Все же иногда он вставлял в разговор какой-нибудь эпизод из детства. Например, мне запомнился рассказ об отце. У отца была привычка водить сына на прогулки перед обедом. Но однажды дела задержали его, и он сказал, что сегодня слишком поздно, времени не осталось. Увидев огорчение сына, он предложил ему совершить воображаемую прогулку по комнате.

— Куда бы ты предпочел сегодня? К городской стене, на берег реки, в сторону мельницы?.. A-а, мы давно не ходили к казармам. Ну что ж, отправимся туда… Смотри, как быстро подвигается строительство церкви… Это потому, что подрядчику удалось наконец наладить новую подъемную лебедку… Видишь, как много известки и кирпичей она может подать наверх зараз… Теперь свернем на улицу, ведущую к амфитеатру…

Пелагий считал, что эти прогулки в четырех стенах научили его жить воображением. И тут же предлагал нам тему для диспута: хорошо это или плохо — давать волю своему воображению? Обязательно ли мечтательность порождает лень? Спасают ли фантазии от скуки? Что опаснее: безделье, порожденное мечтами, или жажда развлечений, питаемая скукой?
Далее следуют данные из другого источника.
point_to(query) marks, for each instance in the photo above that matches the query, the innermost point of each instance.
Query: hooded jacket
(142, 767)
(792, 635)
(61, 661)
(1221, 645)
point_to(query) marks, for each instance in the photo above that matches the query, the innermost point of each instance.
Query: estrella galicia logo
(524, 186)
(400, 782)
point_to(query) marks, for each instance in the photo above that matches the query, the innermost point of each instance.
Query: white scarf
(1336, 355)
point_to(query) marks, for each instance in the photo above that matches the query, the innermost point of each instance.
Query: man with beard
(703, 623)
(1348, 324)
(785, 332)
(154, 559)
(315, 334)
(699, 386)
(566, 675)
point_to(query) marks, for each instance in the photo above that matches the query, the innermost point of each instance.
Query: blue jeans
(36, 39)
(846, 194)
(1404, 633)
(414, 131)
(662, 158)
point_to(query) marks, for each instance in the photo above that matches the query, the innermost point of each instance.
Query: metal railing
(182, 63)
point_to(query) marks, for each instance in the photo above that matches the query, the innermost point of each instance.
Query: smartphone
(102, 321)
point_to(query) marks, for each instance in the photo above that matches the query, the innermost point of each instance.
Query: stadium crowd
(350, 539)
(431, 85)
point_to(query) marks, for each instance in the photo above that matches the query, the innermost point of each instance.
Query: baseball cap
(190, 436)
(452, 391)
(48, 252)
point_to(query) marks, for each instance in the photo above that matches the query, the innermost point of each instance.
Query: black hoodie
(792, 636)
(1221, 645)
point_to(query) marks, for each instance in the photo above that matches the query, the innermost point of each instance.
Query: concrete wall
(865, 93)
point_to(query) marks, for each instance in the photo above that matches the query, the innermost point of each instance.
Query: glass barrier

Вообще же отец воспитывал сына в строгой христианской вере. О раздорах между христианами Пелагий узнал только в Галлии — до Британии они не докатывались. Поэтому там можно было еще внушать детям, что каждое слово в Библии — священно. Что грех — это грех и что он — ужасен, праведность — прекрасна, смирение — угодно Богу, гордыня — отвратительна.

У меня осталось впечатление, что отец очень много значил в детстве и в зрелой жизни Пелагия. Но образ его оставался пронизан печалью. Может быть, это создало в Пелагии убеждение, что от веры, даже от очень глубокой, не следует ждать счастья.